Figure 7:  Exporting out the changed configuration


In reality for many of us that use the power of ISA 2004 to better protect and report on the Internet connectivity on our SBS 2003 networks, we typically only run the Connect to Email and Internet wizard once when initially setting up the ISA 2004 configuration.  After that first configuration, we tend to edit the rules as we need them and there is typically no need to rerun the setup wizard. 

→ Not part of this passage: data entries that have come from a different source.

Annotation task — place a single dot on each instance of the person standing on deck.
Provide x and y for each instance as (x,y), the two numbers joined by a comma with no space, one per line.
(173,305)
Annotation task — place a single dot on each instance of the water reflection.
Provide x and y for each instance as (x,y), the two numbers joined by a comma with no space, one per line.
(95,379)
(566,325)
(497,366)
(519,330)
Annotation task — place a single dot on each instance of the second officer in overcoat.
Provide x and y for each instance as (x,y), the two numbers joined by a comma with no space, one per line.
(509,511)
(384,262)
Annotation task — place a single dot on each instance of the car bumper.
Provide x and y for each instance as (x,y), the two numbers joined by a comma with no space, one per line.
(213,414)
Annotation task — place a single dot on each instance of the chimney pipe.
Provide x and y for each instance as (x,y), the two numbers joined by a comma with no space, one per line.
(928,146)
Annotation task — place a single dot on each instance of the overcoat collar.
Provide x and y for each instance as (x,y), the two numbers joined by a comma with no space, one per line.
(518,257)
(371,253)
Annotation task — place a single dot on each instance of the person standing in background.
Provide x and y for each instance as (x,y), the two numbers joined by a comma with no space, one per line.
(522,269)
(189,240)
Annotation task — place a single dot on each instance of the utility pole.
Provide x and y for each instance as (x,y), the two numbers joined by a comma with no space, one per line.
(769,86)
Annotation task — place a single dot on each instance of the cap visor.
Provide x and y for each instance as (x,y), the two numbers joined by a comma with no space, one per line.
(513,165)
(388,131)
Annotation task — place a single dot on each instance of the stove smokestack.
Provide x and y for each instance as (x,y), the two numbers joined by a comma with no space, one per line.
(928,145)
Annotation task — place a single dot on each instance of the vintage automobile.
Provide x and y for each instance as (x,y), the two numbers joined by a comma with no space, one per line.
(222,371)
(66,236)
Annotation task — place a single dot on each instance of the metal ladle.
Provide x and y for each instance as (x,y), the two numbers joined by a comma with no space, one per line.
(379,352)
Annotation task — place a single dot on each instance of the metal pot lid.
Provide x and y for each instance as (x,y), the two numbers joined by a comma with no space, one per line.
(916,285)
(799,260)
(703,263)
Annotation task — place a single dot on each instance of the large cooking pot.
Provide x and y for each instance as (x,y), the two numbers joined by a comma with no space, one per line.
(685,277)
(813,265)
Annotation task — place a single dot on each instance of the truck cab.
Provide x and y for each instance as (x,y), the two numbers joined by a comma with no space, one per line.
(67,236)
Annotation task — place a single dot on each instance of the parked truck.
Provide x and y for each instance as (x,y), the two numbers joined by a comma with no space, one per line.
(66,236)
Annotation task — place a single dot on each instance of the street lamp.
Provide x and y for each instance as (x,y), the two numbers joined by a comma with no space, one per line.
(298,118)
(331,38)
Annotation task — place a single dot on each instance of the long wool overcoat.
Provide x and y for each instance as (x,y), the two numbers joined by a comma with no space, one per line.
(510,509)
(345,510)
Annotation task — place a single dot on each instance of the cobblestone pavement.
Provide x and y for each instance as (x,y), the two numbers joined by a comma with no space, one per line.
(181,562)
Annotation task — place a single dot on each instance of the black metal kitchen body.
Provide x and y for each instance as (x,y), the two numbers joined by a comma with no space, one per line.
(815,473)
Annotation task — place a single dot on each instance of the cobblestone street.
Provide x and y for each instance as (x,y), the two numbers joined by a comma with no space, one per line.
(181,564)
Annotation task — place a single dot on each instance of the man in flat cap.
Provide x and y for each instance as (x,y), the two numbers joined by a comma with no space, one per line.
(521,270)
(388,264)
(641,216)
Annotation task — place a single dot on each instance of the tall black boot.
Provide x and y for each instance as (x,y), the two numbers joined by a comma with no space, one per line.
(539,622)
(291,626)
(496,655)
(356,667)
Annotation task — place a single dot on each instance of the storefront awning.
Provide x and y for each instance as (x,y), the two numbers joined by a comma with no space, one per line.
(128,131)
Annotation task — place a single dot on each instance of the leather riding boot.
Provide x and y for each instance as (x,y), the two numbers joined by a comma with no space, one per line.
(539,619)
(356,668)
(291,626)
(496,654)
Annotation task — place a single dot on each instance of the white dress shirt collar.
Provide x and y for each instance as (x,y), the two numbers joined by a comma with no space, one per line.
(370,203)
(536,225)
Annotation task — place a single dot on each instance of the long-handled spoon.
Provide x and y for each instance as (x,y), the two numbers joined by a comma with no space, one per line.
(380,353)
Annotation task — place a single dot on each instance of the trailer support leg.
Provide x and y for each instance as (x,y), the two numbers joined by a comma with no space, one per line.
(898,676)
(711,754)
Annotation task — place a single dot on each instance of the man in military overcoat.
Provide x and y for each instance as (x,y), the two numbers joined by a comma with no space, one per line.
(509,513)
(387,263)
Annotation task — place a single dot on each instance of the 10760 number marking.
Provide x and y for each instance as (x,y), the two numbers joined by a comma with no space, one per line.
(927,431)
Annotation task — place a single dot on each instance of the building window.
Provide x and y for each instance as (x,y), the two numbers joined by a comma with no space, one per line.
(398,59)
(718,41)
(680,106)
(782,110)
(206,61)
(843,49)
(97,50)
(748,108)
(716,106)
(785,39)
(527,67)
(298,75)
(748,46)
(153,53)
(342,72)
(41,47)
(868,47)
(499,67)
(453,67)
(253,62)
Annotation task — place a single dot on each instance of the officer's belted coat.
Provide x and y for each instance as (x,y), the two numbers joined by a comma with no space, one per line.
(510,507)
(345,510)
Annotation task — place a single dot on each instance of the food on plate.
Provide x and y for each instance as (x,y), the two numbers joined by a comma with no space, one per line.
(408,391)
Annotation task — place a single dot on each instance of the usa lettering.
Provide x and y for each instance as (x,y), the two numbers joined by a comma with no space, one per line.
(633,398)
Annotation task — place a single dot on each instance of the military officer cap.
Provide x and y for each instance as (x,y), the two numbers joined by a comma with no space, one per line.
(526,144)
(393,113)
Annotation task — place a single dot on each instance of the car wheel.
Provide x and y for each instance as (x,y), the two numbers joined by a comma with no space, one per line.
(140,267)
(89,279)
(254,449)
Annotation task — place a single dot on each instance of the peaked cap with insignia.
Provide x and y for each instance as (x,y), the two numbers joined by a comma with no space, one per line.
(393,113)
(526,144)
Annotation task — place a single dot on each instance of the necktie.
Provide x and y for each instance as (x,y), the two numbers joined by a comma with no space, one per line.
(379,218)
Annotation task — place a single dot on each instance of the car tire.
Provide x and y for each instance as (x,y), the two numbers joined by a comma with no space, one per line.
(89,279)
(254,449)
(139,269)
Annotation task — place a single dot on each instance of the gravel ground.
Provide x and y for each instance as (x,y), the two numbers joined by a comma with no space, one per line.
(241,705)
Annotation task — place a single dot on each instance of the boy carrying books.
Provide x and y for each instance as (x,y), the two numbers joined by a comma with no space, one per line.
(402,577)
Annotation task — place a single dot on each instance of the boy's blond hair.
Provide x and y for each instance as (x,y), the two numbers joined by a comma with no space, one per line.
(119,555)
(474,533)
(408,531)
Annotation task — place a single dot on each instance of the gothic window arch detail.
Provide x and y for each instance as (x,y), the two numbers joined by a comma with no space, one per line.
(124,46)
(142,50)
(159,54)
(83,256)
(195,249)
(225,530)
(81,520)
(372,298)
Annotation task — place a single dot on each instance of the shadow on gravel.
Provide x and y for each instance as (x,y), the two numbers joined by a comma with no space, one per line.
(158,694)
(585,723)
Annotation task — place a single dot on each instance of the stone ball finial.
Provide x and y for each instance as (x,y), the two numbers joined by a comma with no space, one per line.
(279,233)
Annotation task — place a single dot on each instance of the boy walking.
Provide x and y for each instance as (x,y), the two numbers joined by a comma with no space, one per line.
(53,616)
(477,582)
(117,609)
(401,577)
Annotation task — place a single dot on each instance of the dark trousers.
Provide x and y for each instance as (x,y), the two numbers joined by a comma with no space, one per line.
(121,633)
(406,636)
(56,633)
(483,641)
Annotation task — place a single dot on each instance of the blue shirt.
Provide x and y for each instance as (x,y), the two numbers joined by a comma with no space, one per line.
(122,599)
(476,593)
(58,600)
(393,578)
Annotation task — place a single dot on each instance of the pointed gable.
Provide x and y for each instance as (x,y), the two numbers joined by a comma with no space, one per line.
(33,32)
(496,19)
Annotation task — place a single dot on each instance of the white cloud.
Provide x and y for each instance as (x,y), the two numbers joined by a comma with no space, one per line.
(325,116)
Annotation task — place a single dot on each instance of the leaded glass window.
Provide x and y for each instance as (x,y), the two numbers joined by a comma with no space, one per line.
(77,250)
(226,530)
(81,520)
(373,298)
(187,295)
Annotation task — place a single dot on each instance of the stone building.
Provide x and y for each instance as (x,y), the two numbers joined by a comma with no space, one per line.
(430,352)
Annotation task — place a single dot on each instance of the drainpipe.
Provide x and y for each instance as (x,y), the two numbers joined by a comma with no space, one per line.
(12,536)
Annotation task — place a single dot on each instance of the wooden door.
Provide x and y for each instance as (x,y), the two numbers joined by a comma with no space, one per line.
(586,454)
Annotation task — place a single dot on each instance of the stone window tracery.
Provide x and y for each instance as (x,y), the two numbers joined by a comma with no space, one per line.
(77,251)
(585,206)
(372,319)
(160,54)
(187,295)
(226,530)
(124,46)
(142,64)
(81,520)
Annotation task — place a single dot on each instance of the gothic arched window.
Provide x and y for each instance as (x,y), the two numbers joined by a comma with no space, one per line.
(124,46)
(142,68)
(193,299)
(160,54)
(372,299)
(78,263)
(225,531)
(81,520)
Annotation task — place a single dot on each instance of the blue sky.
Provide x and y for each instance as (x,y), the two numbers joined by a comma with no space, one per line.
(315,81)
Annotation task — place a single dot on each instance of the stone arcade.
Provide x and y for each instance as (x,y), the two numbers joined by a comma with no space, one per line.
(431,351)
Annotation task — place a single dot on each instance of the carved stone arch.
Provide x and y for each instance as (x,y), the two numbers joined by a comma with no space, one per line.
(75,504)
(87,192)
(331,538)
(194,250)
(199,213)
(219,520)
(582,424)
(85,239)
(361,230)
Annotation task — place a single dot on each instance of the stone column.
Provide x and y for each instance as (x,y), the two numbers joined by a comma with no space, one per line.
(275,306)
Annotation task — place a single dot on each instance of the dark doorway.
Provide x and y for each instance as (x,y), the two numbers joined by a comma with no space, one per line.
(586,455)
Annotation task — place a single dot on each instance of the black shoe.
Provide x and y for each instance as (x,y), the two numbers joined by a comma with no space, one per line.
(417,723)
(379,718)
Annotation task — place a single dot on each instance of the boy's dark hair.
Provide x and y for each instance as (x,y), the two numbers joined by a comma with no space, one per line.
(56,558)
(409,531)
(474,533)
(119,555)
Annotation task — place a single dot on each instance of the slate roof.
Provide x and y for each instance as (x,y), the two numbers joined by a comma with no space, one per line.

You can now use or go to any number of port probing web sites and tools ranging from Steve Gibson’s veritable Shields Up on his
www.grc.com web site to Microsoft’s portquery tool and see that no longer is your port 25 seen open to the Internet and ready for drive by port 25 password attempts. While you are still fully able to get all of your cleaned and de-spammed email, you are no longer the fully exposed connection you once were.

Before you limit the connections, a port query response comes back with the following:

Data returned from port:
220 domain.com Microsoft ESMTP MAIL Service, Version: 6.0.3790.1830 ready at Mon, 25 Dec 2006 03:06:17 -0800
portqry.exe -n xx.xx.xx.xx -e 25 -p TCP exits with return code 0x00000000.


After you limit the connection, the response comes back as follows:

TCP port 25 (smtp service): FILTERED
portqry.exe -n xx.xx.xx.xx -e 25 -p TCP exits with return code 0x00000002.


Thus providing a bit more protection from drive by SMTP auth attackers.

While I would never say that a firewall should be a “set it up and then forget about it”, typically the ISA 2004 configuration is straightforward enough that typically my only needs for adjusting are when my business needs change or a security stance changes have dictated a change in the firewall.  The rest of the time,  it just keeps doing what it does very well, being a great protection and reporting access tool for my business’ network.

And now, it gave me just a little bit more help in the war against SPAM.


(Now blogged from this location on my blog site, was formerly blogged at another location)


P.S.  as I’ve joked with folks.. the worse thing about all these external hosted spam filtering services is that they make your email boring.

As a FYI a blog post I did on how to use ISA 2004 to better close your SMTP connection to the outside world … especially when you are connnected to ExchangeDefender.com is up on the ISA server blog


http://blogs.technet.com/isablog/archive/2006/12/28/exchange-spam-filtering-and-isa-server.aspx


Exchangedefender.com is the service that I use that prefilters, cleans and despams my firm’s email….


Bottom line it makes my email boring these days.  And I’m serious about that… it’s quite dull these days.  Only business email.  🙂


P.S.  The post is off the blog site.. sorry if you are looking for it.  No, I really won’t go into why it was removed (not for reasons some folks might be thinking of anyway).